Given the available choices for a royalty-free codec/wrapper - Theora and WebM - I'm glad it looks like people are moving to WebM because at least it's better than Theora. However, being better than Theora doesn't stop it being much worse than H.264 for a variety of reasons, chiefly:
- hardware support
- efficiency (i.e. video quality at a given bitrate)
- encoding tools
You may contend that hardware support for WebM is "coming", but a move to WebM now immediately obsolesces all mobile handsets currently in use and I find that deeply wasteful. And even when we do get hardware support, that's not going to be able to do anything about WebM's poor video quality.
I think what you've missed is the thing we find most abhorrent about Google's move is not the support of WebM, but the simultaneous removal of H.264. You also seem to not appreciate that Opera's and Mozilla's reasons for not including support for H.264 are blindly ideological and have nothing to do with finances despite what they may say. It is well within the realms of technical feasibility for Opera and Mozilla to support H.264 delivered via HTML5 without either entity having to pay licensing fees: for OS X and Windows they can use those OS's built-in support, for Linux they can require the user download and compile a suitable open-source implementation of which there are many (they could easily provide applications to automate this download and compile process, but when has compilation ever been a barrier to a Linux user?).
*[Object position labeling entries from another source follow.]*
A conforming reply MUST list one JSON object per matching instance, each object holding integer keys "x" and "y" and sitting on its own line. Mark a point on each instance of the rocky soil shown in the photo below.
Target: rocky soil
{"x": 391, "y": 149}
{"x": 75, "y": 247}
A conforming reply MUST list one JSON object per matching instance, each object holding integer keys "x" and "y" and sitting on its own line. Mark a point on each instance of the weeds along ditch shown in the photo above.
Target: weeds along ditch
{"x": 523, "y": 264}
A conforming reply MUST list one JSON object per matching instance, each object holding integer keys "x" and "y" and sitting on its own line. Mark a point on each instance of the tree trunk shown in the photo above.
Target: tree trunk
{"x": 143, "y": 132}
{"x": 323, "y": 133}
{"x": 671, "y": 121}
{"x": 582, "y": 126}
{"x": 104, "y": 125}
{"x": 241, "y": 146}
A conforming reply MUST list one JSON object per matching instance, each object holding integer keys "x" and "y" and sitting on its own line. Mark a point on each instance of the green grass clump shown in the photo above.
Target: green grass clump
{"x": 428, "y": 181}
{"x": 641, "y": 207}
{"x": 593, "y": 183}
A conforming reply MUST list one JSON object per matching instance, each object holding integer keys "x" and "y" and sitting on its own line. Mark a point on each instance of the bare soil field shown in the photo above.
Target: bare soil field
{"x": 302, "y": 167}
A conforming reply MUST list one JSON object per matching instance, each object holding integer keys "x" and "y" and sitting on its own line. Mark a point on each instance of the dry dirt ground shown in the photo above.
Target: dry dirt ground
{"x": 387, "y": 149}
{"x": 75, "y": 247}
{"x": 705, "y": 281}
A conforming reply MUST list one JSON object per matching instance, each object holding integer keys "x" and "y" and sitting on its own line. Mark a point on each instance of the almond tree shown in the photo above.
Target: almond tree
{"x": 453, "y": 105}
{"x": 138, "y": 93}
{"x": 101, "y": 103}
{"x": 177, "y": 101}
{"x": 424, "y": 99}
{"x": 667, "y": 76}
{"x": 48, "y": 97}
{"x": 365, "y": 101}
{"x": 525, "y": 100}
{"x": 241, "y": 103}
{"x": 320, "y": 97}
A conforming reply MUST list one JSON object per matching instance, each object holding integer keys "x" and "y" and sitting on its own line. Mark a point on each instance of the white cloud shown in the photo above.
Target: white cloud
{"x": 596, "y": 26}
It has been shown through many different posts in this thread that there is absolutely zero benefit to the end user if web video moves to WebM. A move to WebM gives you poorer battery life, inability to play back high-res video on mobile devices (due to limited CPU power), worse quality video and it doesn't save you a dime. In terms of hardware and software licensing costs, once the costs have been spread over all the devices a given manufacturer sells, the attributable cost of licensing on each individual product sold is negligible. In other words, if the manufacturer didn't have to pay any licensing fees, your product wouldn't be any cheaper. In terms of licensing for the delivery of content, the MPEG-LA as already stated that, in perpetuity, if a content provider wishes to provide their content with no charge to the end user, the content provider need not pay any licensing fees. Fees are only due if the content provider wishes to charge anyway, and again once you spread the cost over all users it becomes negligibly small from the perspective of said end users. So a royalty-free codec would not save you anything here either.
So, where exactly is the benefit of going WebM instead of H.264? Given that it is currently technically inferior to H.264 and offers no benefit to the end user, it seems to me a massive waste of human effort to go around developing hardware encode/decode solutions and trying to improve the software solutions. I'd rather that effort were expended trying to further improve implementations of H.264.